As we entered the new millennium, discussions surrounding the number of genes in our genome were highly debated. Initial estimates were significantly lower than anticipated, spurring a movement towards re-evaluating evolutionary processes.

The Human Genome Project revealed in 2001 that we possess fewer than 40,000 protein-coding genes — a number that has since been adjusted to around 20,000. This finding necessitated the exploration of alternative mechanisms to account for the complexity of our biology and evolution; epigenetics now stands at the forefront.

Epigenetics encompasses the various ways that molecules can interact with DNA or RNA, ultimately influencing gene activity without altering the genetic code itself. For instance, two identical cells can exhibit vastly different characteristics based purely on their epigenetic markers.

Through epigenetics, we can extract even greater complexity from our genome, factoring in influences from the environment. Some biologists are convinced that epigenetics can play a significant role in evolutionary processes.

A notable study in 2019 demonstrated how yeast exposed to toxic substances survived by silencing specific genes through epigenetic mechanisms. Over generations, certain yeast cultures developed genetic mutations that amplified gene silencing, indicating that evolutionary changes began with epigenetic modifications.

Epigenetics is crucial for expanding our understanding of evolutionary theory. Nevertheless, skepticism persists regarding its broader implications, particularly in relation to plants and other organisms.

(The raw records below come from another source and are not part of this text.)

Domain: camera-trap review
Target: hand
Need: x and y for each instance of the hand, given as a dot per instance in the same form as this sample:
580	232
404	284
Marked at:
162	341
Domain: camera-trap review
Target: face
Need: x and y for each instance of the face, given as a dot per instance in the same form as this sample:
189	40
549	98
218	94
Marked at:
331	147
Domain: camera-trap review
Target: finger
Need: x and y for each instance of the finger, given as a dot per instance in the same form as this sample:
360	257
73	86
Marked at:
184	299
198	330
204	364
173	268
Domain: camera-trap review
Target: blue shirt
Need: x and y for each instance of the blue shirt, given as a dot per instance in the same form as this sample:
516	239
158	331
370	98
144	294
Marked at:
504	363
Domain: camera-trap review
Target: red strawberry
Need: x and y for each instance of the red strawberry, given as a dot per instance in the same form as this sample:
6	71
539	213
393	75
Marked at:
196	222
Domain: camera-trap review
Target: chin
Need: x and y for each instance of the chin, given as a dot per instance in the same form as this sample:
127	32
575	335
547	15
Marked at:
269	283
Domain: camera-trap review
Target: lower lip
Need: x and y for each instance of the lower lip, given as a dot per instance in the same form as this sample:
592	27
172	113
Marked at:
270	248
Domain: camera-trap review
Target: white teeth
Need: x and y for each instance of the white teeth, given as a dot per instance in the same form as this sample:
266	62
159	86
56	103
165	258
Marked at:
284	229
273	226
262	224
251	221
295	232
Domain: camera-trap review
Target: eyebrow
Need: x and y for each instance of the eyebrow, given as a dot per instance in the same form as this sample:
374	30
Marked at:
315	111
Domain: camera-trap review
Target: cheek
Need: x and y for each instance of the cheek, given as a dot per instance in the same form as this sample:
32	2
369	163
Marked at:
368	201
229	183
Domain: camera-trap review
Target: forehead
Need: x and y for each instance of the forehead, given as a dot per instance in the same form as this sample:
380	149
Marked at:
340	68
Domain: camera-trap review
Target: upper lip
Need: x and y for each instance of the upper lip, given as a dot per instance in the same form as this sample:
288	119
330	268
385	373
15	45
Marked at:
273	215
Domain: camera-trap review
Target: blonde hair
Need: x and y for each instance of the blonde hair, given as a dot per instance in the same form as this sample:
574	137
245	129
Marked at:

For instance, Adrian Bird, a geneticist at the University of Edinburgh, expressed doubts, arguing in a recent paper that there is no clear evidence linking environmental factors like drought to mammalian genomes. Though epigenetic markers may be inherited, many are erased early in mammalian development.

Some researchers dispute these concerns. “Epigenetic inheritance is observed in both plants and animals,” asserts Kevin Lara, an evolutionary biologist from the University of St. Andrews. In a comprehensive study published recently, Lara and colleagues proposed a wealth of research indicating that epigenetics could play a role across the entire tree of life.

So, why is there such division in the scientific community? Timing may be a factor. “Epigenetic inheritance is an evolving area of study,” observes Lara. While epigenetics has been recognized for decades, its relevance to evolutionary research has only gained traction in the past 25 years, making it a complex field to assess.